We have received requests to support SD card storage for Pugpig apps on Android devices. There are three areas which come up in regard to the use of SD cards and applications:

  1. the ability to specify the app install location onto the SD card 
  2. the ability for the app to store data it needs like content files
  3. the ability to support taking the SD card out of one device and inserting it into another device with the app continuing to work as it did before

Android users who may have limited internal storage built into their device like to be able to make use of SD storage for their installed applications. In Pugpig's case storing just the app (1.) isn;t that useful our app .apk files are small at around 6MB whereas an edition of content can often be around 40MB. This feature is only useful with the second part (2.) supported.

We've explained what we support, what Google and Android devices in general support and the considerations to make if you are interested in this:

1. App install location onto the SD card
Specifying the app storage location is trivial to do and we can support. You add a setting to the app manifest. The following rules can be used:

"preferExternal" - will attempt to install the app on the SD card if it exists and isn't full, otherwise internal storage is used
"auto" - indicates there is no preference - the installer will decide whether to use internal or SD card (if present)
no specification - internal storage is used always and the installer cannot override this
At the moment we do not specify by default. Our reason for this is because the ability to allow the user to move the app between SD card and internal storage is not always possible and is device specific.

However, please note that this Android functionality was far more limited than it is now:

1.1 Devices pre-Marshmallow (pre-Android 5)
While Android allows the APK files on the SD card, all other content used by the app continues to be stored on the internal storage. Hence the user's internal storage will still be holding the downloaded editions.
Note: The user would see an OS prompt on install asking them where they want to store this (great news they think!), they select SD but then realise the larger data files are still being stored on internal storage. We don't have control of the OS led message display either so can't help communicate that this won't always work as a user might expect.

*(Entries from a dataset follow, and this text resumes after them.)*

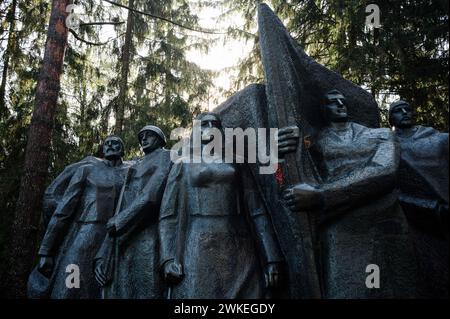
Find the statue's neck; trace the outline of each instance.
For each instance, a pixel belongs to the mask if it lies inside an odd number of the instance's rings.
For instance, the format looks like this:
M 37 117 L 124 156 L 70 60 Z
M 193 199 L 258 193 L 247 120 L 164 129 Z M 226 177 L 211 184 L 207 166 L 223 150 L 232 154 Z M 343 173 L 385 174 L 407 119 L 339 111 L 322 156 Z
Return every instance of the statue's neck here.
M 107 159 L 105 158 L 105 164 L 111 167 L 116 167 L 116 166 L 120 166 L 122 165 L 122 158 L 112 158 L 112 159 Z
M 158 148 L 152 148 L 152 149 L 148 149 L 148 150 L 145 149 L 144 154 L 145 154 L 145 156 L 148 156 L 148 155 L 152 154 L 153 152 L 155 152 L 157 149 Z
M 348 121 L 345 122 L 330 122 L 329 127 L 333 131 L 345 131 L 349 127 L 350 123 Z
M 400 137 L 410 137 L 416 132 L 415 126 L 395 127 L 395 133 Z

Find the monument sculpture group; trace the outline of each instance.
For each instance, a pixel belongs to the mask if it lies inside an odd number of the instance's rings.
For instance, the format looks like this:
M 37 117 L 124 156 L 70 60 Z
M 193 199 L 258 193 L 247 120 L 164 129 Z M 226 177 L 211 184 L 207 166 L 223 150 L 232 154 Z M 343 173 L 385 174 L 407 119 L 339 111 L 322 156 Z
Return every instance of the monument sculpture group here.
M 264 85 L 197 117 L 212 160 L 192 146 L 172 160 L 147 125 L 140 160 L 111 135 L 104 158 L 52 182 L 30 298 L 448 298 L 448 133 L 414 125 L 405 101 L 379 128 L 373 97 L 264 4 L 258 24 Z M 275 174 L 207 146 L 225 128 L 273 127 Z

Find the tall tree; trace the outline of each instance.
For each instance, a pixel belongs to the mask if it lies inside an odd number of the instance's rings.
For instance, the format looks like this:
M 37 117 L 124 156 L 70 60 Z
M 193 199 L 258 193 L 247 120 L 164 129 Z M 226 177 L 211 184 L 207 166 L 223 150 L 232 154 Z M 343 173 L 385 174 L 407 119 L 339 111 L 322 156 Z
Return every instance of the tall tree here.
M 13 54 L 13 48 L 16 43 L 15 29 L 16 29 L 16 8 L 17 0 L 12 0 L 6 21 L 9 23 L 8 43 L 6 45 L 5 54 L 3 55 L 3 70 L 2 81 L 0 82 L 0 119 L 8 115 L 8 108 L 6 106 L 6 81 L 8 79 L 9 60 Z
M 134 0 L 128 2 L 127 30 L 125 32 L 125 42 L 122 47 L 121 70 L 119 83 L 119 96 L 116 100 L 116 126 L 115 133 L 120 135 L 123 130 L 123 121 L 125 116 L 125 104 L 128 93 L 128 73 L 130 71 L 130 54 L 133 45 L 133 26 L 134 26 Z
M 70 0 L 53 0 L 44 59 L 25 151 L 23 176 L 8 247 L 5 289 L 24 297 L 33 265 L 42 195 L 48 174 L 52 127 L 57 109 L 64 52 L 67 44 L 66 7 Z

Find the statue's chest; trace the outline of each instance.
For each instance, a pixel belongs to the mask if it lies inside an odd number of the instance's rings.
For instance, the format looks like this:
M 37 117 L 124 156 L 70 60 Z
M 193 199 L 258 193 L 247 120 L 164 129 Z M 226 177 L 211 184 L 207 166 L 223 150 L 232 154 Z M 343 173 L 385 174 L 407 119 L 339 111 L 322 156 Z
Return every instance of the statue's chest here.
M 227 163 L 192 164 L 189 178 L 194 187 L 234 185 L 236 169 Z
M 89 188 L 96 190 L 119 189 L 122 187 L 125 169 L 119 167 L 96 168 L 87 178 Z
M 342 178 L 368 165 L 379 147 L 379 139 L 366 136 L 331 135 L 321 139 L 319 147 L 323 167 L 329 179 Z
M 443 143 L 436 135 L 418 139 L 400 138 L 399 141 L 402 159 L 415 163 L 441 160 Z

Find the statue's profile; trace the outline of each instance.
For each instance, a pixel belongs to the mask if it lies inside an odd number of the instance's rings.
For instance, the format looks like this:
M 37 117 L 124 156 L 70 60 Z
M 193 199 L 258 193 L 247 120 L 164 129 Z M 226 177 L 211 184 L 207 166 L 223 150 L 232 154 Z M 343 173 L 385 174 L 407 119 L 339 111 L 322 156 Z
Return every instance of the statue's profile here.
M 414 124 L 406 101 L 389 107 L 400 144 L 400 204 L 412 229 L 420 260 L 420 296 L 448 297 L 448 133 Z
M 198 119 L 203 149 L 212 139 L 210 130 L 222 124 L 214 113 Z M 283 256 L 245 165 L 222 158 L 174 163 L 159 234 L 171 298 L 262 298 L 280 282 Z
M 394 135 L 350 122 L 338 90 L 325 94 L 321 111 L 327 125 L 311 137 L 309 149 L 320 182 L 294 185 L 284 199 L 292 211 L 316 217 L 323 297 L 414 296 L 415 258 L 395 192 L 399 148 Z M 281 154 L 298 144 L 295 127 L 279 131 Z M 382 271 L 379 289 L 364 284 L 371 264 Z M 404 289 L 405 282 L 410 289 Z
M 118 136 L 108 136 L 103 152 L 104 160 L 86 162 L 76 168 L 48 223 L 37 267 L 48 278 L 47 297 L 100 297 L 92 265 L 123 183 L 123 141 Z M 68 266 L 77 268 L 79 288 L 66 285 Z M 33 282 L 30 286 L 33 287 Z
M 130 167 L 121 207 L 108 221 L 108 236 L 96 256 L 96 279 L 104 286 L 104 298 L 163 298 L 157 226 L 172 162 L 159 127 L 143 127 L 138 139 L 145 156 Z

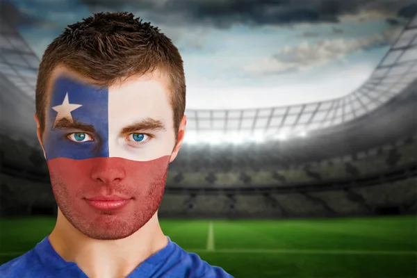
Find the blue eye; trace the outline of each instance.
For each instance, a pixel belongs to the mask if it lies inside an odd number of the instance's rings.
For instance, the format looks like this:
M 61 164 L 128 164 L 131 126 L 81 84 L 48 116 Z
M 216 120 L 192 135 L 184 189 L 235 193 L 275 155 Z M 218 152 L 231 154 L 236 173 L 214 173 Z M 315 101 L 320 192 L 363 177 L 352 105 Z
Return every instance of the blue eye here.
M 140 142 L 143 140 L 145 134 L 143 133 L 133 133 L 133 140 L 136 142 Z
M 84 132 L 76 132 L 74 133 L 71 133 L 67 137 L 71 140 L 76 142 L 84 142 L 93 140 L 90 136 Z
M 78 133 L 74 134 L 74 138 L 77 141 L 82 141 L 85 138 L 85 133 Z

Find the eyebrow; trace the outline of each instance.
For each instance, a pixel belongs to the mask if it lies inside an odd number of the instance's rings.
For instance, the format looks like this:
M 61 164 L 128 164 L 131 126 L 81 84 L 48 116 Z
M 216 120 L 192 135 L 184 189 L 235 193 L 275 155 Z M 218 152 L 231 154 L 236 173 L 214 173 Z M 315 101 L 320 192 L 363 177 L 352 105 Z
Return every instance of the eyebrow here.
M 63 129 L 63 130 L 72 130 L 72 129 L 79 129 L 83 131 L 87 131 L 92 133 L 96 132 L 95 129 L 91 124 L 84 124 L 83 122 L 78 122 L 74 120 L 73 122 L 71 122 L 68 120 L 60 120 L 57 122 L 55 126 L 52 128 L 52 129 Z
M 122 129 L 122 133 L 131 133 L 139 131 L 166 131 L 167 129 L 161 121 L 152 119 L 150 117 L 136 122 Z

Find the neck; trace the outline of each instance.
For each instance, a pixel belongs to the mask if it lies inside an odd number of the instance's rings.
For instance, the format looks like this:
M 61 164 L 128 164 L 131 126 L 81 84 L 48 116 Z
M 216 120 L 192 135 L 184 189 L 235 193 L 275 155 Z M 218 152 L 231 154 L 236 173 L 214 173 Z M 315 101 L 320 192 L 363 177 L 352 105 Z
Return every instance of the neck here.
M 58 208 L 56 224 L 49 236 L 49 242 L 64 260 L 76 263 L 89 277 L 126 277 L 168 243 L 159 225 L 157 213 L 127 238 L 100 240 L 89 238 L 75 229 Z

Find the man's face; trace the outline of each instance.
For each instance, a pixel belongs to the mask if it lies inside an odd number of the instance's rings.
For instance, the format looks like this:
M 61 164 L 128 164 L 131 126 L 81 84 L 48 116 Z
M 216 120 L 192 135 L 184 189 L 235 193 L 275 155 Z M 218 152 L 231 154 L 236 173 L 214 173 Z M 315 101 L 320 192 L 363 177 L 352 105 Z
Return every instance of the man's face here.
M 99 89 L 60 70 L 49 97 L 42 143 L 60 211 L 90 238 L 131 235 L 159 206 L 175 145 L 165 78 Z

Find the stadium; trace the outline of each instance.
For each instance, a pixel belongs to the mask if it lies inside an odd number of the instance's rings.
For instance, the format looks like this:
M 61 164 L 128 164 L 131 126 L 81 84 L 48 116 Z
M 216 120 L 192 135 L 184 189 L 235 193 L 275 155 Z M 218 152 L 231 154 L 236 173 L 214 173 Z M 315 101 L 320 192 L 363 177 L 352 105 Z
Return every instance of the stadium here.
M 6 8 L 0 263 L 51 232 L 57 211 L 33 120 L 40 58 Z M 414 277 L 416 111 L 417 17 L 346 95 L 187 108 L 158 210 L 163 230 L 236 277 Z

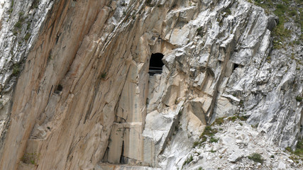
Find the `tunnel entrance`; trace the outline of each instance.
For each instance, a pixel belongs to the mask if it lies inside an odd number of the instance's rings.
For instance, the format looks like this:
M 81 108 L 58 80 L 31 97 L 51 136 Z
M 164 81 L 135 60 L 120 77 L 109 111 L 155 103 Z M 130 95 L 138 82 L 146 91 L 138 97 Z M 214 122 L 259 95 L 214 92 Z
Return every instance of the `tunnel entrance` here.
M 160 52 L 152 54 L 150 60 L 150 67 L 148 71 L 148 74 L 150 76 L 153 76 L 155 74 L 162 73 L 162 69 L 164 65 L 164 63 L 162 62 L 163 57 L 163 54 Z

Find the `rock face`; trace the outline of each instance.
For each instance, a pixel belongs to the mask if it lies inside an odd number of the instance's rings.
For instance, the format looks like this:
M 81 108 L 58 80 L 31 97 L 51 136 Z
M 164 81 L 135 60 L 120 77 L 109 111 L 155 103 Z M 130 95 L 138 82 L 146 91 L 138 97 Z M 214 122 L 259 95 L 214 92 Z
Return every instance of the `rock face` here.
M 302 46 L 292 59 L 271 51 L 276 20 L 260 7 L 26 2 L 0 4 L 0 169 L 182 168 L 205 125 L 235 114 L 250 115 L 268 144 L 294 148 L 302 136 Z M 153 53 L 165 65 L 150 76 Z M 246 157 L 236 152 L 226 160 Z

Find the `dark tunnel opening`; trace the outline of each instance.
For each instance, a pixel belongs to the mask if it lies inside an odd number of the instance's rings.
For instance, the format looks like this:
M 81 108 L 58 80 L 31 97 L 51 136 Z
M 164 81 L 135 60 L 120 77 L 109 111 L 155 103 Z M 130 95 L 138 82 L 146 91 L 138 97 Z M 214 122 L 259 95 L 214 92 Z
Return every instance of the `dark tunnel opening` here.
M 162 53 L 152 54 L 150 60 L 150 67 L 148 74 L 150 76 L 155 74 L 161 74 L 164 63 L 162 62 L 162 59 L 164 55 Z
M 238 68 L 239 67 L 239 64 L 233 64 L 233 71 L 234 71 L 236 68 Z

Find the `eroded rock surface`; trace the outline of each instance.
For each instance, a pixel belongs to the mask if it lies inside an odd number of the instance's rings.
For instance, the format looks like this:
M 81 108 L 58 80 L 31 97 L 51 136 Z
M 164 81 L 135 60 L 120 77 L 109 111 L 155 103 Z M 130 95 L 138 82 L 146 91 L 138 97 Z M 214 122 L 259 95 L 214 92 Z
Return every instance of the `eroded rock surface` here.
M 234 114 L 250 116 L 251 135 L 262 132 L 257 139 L 275 151 L 294 148 L 302 136 L 302 46 L 271 52 L 276 18 L 260 7 L 243 0 L 35 0 L 15 3 L 11 17 L 11 1 L 2 1 L 1 21 L 11 19 L 1 28 L 1 61 L 15 60 L 1 62 L 1 84 L 10 90 L 1 91 L 9 104 L 0 169 L 182 168 L 205 125 Z M 9 26 L 16 26 L 18 8 L 36 23 L 16 36 Z M 165 65 L 150 76 L 158 52 Z M 229 126 L 224 130 L 238 128 Z M 220 137 L 248 144 L 251 137 L 241 134 Z M 219 149 L 206 147 L 199 153 Z M 226 164 L 246 162 L 247 154 L 233 152 L 224 154 Z M 208 162 L 199 155 L 194 162 Z M 290 167 L 279 164 L 272 167 Z

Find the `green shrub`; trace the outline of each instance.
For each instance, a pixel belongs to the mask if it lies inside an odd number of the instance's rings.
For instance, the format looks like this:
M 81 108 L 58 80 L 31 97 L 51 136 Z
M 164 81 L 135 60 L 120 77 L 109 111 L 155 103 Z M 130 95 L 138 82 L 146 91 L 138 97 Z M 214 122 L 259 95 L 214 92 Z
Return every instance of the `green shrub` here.
M 232 116 L 232 117 L 229 117 L 228 118 L 228 120 L 233 121 L 233 122 L 236 121 L 236 119 L 237 119 L 237 116 L 236 116 L 236 115 Z
M 248 156 L 248 157 L 249 159 L 251 159 L 255 162 L 259 162 L 263 164 L 264 162 L 264 159 L 262 158 L 262 156 L 258 153 L 253 153 Z
M 106 77 L 106 72 L 104 72 L 104 73 L 101 74 L 100 77 L 101 79 L 104 79 Z
M 146 5 L 148 6 L 151 6 L 151 4 L 150 4 L 151 1 L 152 1 L 152 0 L 146 0 L 145 1 Z
M 216 118 L 216 120 L 214 122 L 214 124 L 216 125 L 222 125 L 224 123 L 224 118 Z
M 19 64 L 15 64 L 13 65 L 13 74 L 12 75 L 16 76 L 19 74 L 21 71 L 21 65 Z

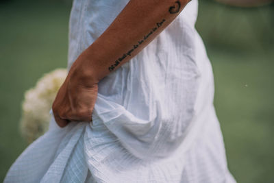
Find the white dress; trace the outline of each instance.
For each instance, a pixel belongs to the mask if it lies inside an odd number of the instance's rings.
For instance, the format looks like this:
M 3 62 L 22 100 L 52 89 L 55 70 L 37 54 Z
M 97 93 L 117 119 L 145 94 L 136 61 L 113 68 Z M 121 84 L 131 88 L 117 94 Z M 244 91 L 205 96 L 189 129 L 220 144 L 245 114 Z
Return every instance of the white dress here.
M 68 69 L 129 0 L 74 0 Z M 192 0 L 136 56 L 104 77 L 93 123 L 50 128 L 5 182 L 236 182 L 213 106 L 210 62 Z M 152 29 L 153 27 L 151 27 Z

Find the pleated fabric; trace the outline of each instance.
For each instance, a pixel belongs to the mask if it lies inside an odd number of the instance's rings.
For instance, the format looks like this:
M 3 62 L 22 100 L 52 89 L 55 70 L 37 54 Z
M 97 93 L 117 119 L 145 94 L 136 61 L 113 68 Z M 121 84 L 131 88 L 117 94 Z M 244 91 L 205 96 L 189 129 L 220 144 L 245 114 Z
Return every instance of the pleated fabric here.
M 74 0 L 68 69 L 128 1 Z M 195 28 L 197 6 L 192 0 L 100 81 L 92 123 L 60 128 L 51 110 L 49 131 L 22 153 L 4 182 L 236 182 L 213 106 L 210 62 Z

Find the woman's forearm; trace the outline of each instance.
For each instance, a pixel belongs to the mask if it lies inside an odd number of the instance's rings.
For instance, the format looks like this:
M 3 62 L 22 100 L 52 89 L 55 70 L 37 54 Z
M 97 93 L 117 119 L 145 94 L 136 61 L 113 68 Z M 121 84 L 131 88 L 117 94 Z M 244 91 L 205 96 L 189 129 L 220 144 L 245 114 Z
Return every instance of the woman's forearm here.
M 108 29 L 79 56 L 77 60 L 85 68 L 82 75 L 99 82 L 129 61 L 166 27 L 188 1 L 130 0 Z

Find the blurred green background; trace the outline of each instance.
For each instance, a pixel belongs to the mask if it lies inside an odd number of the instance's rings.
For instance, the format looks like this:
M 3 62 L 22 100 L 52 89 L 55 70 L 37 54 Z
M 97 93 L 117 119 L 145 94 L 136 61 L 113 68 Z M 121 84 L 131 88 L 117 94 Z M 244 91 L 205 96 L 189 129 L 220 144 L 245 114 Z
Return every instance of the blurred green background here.
M 274 182 L 274 5 L 199 3 L 229 168 L 238 182 Z M 66 67 L 71 8 L 69 0 L 0 1 L 1 182 L 27 146 L 18 129 L 25 91 Z

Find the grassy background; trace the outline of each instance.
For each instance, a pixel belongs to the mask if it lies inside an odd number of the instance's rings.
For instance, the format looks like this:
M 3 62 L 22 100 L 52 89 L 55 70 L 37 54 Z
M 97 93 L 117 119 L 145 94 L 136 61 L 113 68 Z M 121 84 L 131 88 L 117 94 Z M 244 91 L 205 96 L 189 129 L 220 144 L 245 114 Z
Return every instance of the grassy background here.
M 27 146 L 18 130 L 26 90 L 66 67 L 71 3 L 0 1 L 0 181 Z M 212 61 L 215 106 L 238 182 L 273 182 L 274 8 L 200 1 L 197 27 Z

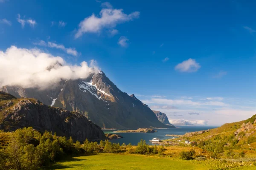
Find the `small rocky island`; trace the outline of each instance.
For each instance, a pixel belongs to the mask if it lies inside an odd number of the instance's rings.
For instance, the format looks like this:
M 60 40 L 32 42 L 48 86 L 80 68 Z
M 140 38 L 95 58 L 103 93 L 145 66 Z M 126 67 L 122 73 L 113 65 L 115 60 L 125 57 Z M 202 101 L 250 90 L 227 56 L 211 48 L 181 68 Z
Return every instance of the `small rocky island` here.
M 151 128 L 140 128 L 136 130 L 117 130 L 113 132 L 114 133 L 154 133 L 157 132 Z
M 108 139 L 109 140 L 123 138 L 123 137 L 122 136 L 117 135 L 116 134 L 105 133 L 105 136 L 108 138 Z

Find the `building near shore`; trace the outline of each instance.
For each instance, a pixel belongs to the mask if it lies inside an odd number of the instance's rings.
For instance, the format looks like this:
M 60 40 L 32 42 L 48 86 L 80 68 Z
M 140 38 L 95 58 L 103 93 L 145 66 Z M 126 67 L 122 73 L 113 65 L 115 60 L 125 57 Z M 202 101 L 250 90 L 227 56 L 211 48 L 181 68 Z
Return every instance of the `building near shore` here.
M 152 142 L 160 142 L 160 139 L 159 138 L 153 138 L 152 139 Z

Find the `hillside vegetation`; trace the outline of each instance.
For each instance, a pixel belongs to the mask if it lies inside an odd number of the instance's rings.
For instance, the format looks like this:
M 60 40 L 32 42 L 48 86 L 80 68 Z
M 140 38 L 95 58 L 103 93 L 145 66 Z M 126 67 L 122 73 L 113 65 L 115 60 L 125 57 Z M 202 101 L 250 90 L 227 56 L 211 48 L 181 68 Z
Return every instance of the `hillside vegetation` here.
M 183 142 L 189 140 L 191 145 L 209 152 L 214 158 L 221 158 L 224 155 L 230 158 L 242 156 L 249 153 L 250 150 L 256 150 L 256 115 L 247 120 L 226 123 L 215 129 L 187 133 L 176 140 L 181 140 L 183 146 L 187 145 Z M 236 153 L 237 151 L 235 150 L 241 152 Z

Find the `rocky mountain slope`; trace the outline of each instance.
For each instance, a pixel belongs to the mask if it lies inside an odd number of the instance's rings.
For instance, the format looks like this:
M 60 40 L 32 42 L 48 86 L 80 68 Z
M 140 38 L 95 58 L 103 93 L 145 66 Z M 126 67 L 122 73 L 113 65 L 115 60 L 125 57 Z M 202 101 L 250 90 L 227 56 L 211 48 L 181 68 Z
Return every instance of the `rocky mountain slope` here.
M 83 114 L 103 128 L 173 128 L 159 122 L 147 105 L 121 91 L 100 71 L 85 79 L 62 80 L 50 89 L 5 86 L 0 91 Z
M 81 114 L 47 106 L 35 99 L 17 99 L 0 91 L 0 129 L 15 130 L 25 127 L 81 142 L 107 137 L 101 128 Z
M 170 123 L 168 118 L 165 113 L 160 112 L 159 111 L 152 110 L 154 113 L 156 115 L 158 120 L 165 125 L 174 126 L 172 125 Z

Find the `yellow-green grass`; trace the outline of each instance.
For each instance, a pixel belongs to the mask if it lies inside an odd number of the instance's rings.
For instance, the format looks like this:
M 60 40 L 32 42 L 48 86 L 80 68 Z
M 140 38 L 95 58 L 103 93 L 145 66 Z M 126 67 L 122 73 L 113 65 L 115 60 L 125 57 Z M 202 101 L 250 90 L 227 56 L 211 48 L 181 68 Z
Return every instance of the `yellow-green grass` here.
M 57 162 L 42 170 L 211 170 L 218 161 L 197 161 L 139 155 L 100 153 L 74 157 Z M 256 166 L 244 166 L 231 170 L 255 170 Z
M 48 170 L 207 170 L 195 162 L 138 155 L 100 153 L 57 162 Z

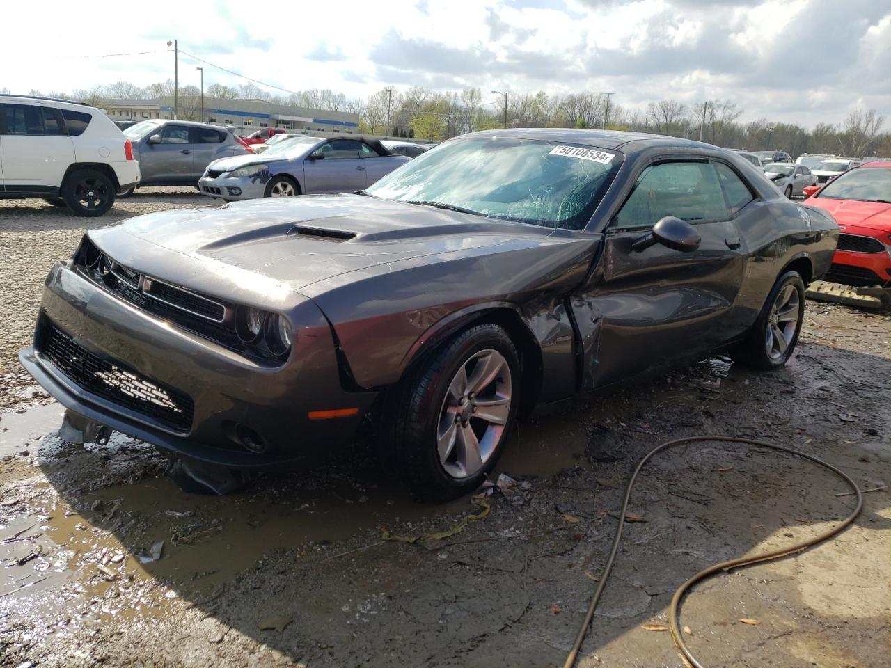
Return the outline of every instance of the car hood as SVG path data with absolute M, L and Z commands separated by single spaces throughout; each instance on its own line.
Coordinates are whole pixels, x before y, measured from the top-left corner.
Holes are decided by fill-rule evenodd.
M 287 158 L 275 158 L 273 156 L 264 156 L 263 153 L 242 153 L 233 155 L 231 158 L 220 158 L 208 165 L 208 169 L 215 169 L 223 172 L 231 172 L 245 165 L 262 164 L 268 165 L 272 162 L 283 162 Z
M 839 225 L 860 225 L 891 232 L 891 204 L 829 197 L 811 197 L 806 203 L 832 214 Z
M 213 294 L 245 282 L 296 291 L 373 265 L 393 271 L 425 257 L 540 245 L 554 233 L 361 195 L 249 200 L 147 214 L 89 232 L 125 265 Z

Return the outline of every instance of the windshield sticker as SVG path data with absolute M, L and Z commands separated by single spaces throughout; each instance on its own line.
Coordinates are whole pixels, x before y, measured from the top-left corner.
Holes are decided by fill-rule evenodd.
M 583 149 L 578 146 L 554 146 L 551 155 L 565 155 L 568 158 L 578 158 L 583 160 L 599 162 L 601 165 L 609 165 L 615 153 L 608 153 L 605 151 L 595 151 L 594 149 Z

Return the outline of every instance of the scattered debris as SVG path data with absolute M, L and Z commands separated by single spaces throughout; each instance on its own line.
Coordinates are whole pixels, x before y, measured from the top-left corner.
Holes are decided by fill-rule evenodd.
M 290 617 L 286 617 L 283 615 L 270 615 L 260 620 L 257 628 L 259 631 L 277 631 L 281 633 L 293 621 Z

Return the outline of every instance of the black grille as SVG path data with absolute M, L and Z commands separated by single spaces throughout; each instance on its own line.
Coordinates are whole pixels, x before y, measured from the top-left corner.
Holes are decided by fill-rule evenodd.
M 857 234 L 839 234 L 838 250 L 851 250 L 854 253 L 884 253 L 885 245 L 878 239 L 862 237 Z
M 161 281 L 146 278 L 143 289 L 147 295 L 161 299 L 173 306 L 203 315 L 217 322 L 222 322 L 223 317 L 225 315 L 225 307 L 222 304 L 180 289 Z
M 192 426 L 188 395 L 140 377 L 119 362 L 100 357 L 44 318 L 40 352 L 79 387 L 176 431 Z
M 868 285 L 884 285 L 887 281 L 875 272 L 864 267 L 854 266 L 853 265 L 837 265 L 834 262 L 830 266 L 830 271 L 826 273 L 824 279 L 833 283 L 845 283 L 856 288 L 863 288 Z

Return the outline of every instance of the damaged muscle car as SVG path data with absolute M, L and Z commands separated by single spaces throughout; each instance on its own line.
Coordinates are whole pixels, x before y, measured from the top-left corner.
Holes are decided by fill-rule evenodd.
M 92 230 L 20 359 L 83 438 L 281 468 L 369 419 L 394 474 L 446 499 L 536 409 L 716 350 L 782 366 L 838 238 L 713 146 L 475 133 L 356 194 Z

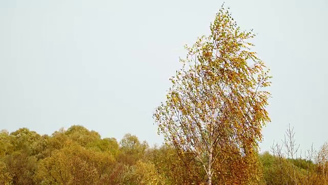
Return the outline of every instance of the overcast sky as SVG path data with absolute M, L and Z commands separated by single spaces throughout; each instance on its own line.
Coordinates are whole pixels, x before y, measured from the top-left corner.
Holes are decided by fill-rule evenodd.
M 80 124 L 160 144 L 152 115 L 183 45 L 209 33 L 220 1 L 0 0 L 0 129 Z M 271 69 L 262 151 L 290 123 L 301 149 L 328 140 L 328 2 L 226 1 Z

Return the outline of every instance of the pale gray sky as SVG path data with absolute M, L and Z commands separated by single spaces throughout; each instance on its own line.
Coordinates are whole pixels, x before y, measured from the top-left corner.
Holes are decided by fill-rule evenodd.
M 209 32 L 220 1 L 0 0 L 0 128 L 81 124 L 160 143 L 152 113 L 185 43 Z M 328 140 L 328 2 L 226 1 L 254 28 L 274 77 L 262 150 L 290 123 L 301 149 Z

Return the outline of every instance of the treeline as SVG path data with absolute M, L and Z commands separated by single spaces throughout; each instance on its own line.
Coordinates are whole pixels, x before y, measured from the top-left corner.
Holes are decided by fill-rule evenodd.
M 254 181 L 247 183 L 328 184 L 327 145 L 318 152 L 308 151 L 308 158 L 303 159 L 296 156 L 295 143 L 288 143 L 294 141 L 293 135 L 287 136 L 283 141 L 286 144 L 273 146 L 273 155 L 265 152 L 258 155 L 260 171 L 254 174 Z M 194 157 L 176 151 L 168 145 L 151 147 L 129 134 L 119 141 L 101 139 L 97 132 L 79 125 L 51 136 L 26 128 L 10 134 L 3 130 L 0 184 L 199 184 L 206 181 L 205 172 L 197 167 Z M 237 164 L 241 166 L 242 163 L 230 161 L 219 165 L 224 169 L 224 178 L 214 178 L 214 184 L 245 183 L 238 175 L 242 169 Z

1.2 Devices since Marshmallow (Android 5+)
Android now allows installing the APK files and all content files on the SD card, provided it has been formatted by the user as internal storage. This would result in all the content being stored on the SD card. It is worth noting Android's guidelines though: this approach does not work for users frequently removing the SD card while the device is running as it could lead to application crashes. In addition, as the data is encrypted specifically for the original device, if the SD card is moved to another device, the new device will be not able to use it. It must be considered as strictly a way of increasing the "internal storage" space available to the device.

2. App data on the SD card
Content otherwise stored on the SD card is not secure. You can view and copy the content even without rooting the device. Strategies for overcoming this include the app encrypting the data itself, but there are performance and support concerns that then arise. In addition, any implementation would be vulnerable to circumvention. Currently, Pugpig does not support this approach.

3. SD card removal and inserted into another device
We have not done anything specific to handle the case for when the SD card is not available/there.

Unfortunately, when mounted as "internal storage" you can't just plug an SD card into another phone and expect the app to work either. See "Applications on SD card are mounted via Linux's loopback interface and encrypted via a device-specific key, so they cannot be decrypted in any other device." This is one of the things our customers have asked for but we don't think it's possible. It makes sense - it's an attempt to limit app piracy.